Le Zen

Dans nos vies, l’être humain est le plus souvent réduit à son corps, ses émotions et ses pensées, c’est à dire à sa périphérie, une mince couche de conscience. Il ignore complètement les profondeurs qui pourtant le fondent, nous ne saisissons que les vagues d’un vaste océan. 
Il existe pourtant dans le bouddhisme cet aspect bien particulier qui met l’accent sur notre nature originelle lumineuse qui est l’esprit d’éveil dont nous serions porteur et que le bouddhisme zen enseigne.

Le zen est Mahayana, (dit: du grand véhicule), qui est la pratique de notre méditation, la méditation assise. C’est l’expérience primordiale que vécut le Bouddha Sakyamuni il y a 2600 ans.

Le mot zen signifie méditation silencieuse, d’origine japonaise, qui vient du ch'an en chinois et du dhyana en sanscrit. Le zen consiste essentiellement à prendre place à terre, s’asseoir sur un coussin noir, replier les jambes et redresser le dos. C’est s’établir dans l’état de paix, dans le silence, sans but et ni objet. 
Peu à peu notre corps réapprend la condition originelle, celle de la joie de l'unité du corps et de l’esprit.

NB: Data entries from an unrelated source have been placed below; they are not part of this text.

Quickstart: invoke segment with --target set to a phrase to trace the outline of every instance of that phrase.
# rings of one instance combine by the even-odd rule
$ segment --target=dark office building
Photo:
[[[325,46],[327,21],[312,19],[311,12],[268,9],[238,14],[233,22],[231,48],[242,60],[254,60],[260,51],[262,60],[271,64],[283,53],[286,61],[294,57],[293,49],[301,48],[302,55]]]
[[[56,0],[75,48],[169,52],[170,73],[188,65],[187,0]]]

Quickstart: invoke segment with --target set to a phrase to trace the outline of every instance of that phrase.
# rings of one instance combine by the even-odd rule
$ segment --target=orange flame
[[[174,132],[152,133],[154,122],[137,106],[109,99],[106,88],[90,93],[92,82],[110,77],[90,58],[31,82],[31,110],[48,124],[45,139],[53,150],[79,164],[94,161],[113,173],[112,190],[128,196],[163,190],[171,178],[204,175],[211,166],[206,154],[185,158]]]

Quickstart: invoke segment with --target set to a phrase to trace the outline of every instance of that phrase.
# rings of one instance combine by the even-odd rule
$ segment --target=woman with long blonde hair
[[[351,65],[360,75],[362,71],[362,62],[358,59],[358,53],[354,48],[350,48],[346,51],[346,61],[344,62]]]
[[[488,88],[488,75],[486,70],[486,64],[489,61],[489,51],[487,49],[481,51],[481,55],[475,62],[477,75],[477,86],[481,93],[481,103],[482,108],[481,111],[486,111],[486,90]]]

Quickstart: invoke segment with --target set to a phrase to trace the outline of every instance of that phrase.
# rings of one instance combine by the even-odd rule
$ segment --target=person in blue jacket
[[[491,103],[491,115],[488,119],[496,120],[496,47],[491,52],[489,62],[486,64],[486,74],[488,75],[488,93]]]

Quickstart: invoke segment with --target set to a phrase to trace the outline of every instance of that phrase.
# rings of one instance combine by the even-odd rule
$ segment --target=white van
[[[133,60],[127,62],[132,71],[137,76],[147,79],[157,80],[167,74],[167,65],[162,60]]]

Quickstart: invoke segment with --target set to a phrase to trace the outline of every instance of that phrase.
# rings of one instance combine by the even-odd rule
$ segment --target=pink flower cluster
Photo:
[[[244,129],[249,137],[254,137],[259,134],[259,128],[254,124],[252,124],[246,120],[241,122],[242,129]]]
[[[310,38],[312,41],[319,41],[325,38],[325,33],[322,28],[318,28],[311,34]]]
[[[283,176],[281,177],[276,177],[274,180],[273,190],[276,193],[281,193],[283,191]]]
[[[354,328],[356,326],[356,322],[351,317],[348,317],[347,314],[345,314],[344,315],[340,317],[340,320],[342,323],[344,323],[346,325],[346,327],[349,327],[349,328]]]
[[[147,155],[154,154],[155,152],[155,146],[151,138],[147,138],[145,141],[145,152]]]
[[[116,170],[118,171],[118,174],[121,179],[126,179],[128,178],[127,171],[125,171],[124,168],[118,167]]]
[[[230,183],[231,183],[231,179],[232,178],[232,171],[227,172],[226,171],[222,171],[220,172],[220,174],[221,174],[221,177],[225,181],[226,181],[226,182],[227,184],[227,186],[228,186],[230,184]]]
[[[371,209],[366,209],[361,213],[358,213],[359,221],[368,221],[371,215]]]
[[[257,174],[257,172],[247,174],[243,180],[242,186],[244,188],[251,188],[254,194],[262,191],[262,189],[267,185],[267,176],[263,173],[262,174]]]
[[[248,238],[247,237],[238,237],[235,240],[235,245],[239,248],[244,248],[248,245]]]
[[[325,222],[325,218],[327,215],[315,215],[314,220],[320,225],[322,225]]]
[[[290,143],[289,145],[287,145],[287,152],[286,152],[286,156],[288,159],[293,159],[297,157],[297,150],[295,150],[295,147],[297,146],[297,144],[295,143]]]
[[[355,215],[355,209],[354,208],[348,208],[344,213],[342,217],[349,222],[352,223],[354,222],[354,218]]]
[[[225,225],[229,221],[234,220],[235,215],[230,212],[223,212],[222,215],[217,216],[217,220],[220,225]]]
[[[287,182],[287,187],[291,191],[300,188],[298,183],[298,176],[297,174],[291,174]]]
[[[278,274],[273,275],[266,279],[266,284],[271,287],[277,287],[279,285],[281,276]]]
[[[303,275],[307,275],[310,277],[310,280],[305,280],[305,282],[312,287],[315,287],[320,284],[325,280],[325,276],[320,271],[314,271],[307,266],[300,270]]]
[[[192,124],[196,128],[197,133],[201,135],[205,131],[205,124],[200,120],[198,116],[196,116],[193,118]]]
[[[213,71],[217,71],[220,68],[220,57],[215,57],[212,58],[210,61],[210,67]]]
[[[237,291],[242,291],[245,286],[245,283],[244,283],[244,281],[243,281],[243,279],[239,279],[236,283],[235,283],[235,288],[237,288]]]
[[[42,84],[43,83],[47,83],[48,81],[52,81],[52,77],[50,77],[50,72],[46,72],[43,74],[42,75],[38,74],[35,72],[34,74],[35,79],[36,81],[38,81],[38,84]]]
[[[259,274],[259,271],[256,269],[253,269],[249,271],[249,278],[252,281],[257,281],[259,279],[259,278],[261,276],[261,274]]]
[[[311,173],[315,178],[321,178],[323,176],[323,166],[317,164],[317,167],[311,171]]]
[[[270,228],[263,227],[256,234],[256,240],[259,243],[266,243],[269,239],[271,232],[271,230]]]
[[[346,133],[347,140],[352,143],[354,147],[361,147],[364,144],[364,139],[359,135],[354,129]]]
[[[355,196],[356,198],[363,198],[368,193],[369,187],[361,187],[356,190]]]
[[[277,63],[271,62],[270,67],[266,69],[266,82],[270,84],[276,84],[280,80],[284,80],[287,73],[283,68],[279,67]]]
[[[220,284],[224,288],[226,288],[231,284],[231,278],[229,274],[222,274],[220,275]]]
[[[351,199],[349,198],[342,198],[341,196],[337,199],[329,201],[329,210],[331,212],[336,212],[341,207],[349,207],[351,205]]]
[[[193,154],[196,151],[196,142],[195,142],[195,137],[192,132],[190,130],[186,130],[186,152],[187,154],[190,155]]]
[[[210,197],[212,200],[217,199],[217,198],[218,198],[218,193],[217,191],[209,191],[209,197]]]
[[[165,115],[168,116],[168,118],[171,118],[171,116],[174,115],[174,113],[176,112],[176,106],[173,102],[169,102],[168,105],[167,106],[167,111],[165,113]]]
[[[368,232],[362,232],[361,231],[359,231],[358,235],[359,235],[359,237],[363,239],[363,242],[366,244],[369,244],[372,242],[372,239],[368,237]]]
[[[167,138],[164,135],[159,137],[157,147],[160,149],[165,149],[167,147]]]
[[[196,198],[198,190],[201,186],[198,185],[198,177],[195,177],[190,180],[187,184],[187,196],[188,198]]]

C’est en 1967, que maitre Taisen Deshimaru venu du Japon à répandu l’enseignement de cette école en Europe.

Les pensées égocentriques, celles du «moi-je», limitent notre esprit vaste. C’est avec ce sentiment aigu que nous ne vivons pas notre vie, une insatisfaction fondamentale et qu’en fait nous tournons en rond, dans le labyrinthe que sont nos existences.


Alors comment nous réveiller ? 


Avec notre esprit et notre corps, avec la pratique de la méditation zen, on acquiert de l’attention à soi, aux autres, et en s’oubliant soi même, à ce moment là, notre esprit peut devenir sans limite, et retourner à notre esprit originel, en se libérant de nos emprises.

La compréhension transmise depuis le Bouddha est que lorsque vous commencez la pratique de la méditation zen, il y a illumination, même sans préparation. L’important donc n’est pas pour nous l’étape où nous en sommes, mais la ferme confiance en notre nature originelle et la sincérité pure de notre pratique.

Seulement, dans notre vie actuelle nous sommes remplies de pensées et de multitudes de considérations. Par la pratique du zen, on coupe court à ce continuel emprisonnement sclérosant qui vous enferme en errance, en cherchant toujours quelque chose, sans savoir ce que vous faites.

Ce qui compte dans la méditation zen c’est le moment présent et non un jour dans l’avenir.

Le présent, les yeux ouverts, c’est la pratique du zen et cela dans l’ensemble de nos activités quotidiennes les plus concrètes. Notre vie de chaque jour a un caractère très simple, mais l’attention que nous devons lui accorder est vraiment important, c’est la substance de nos vies, la concordance, d’équilibre du corps et de l’esprit.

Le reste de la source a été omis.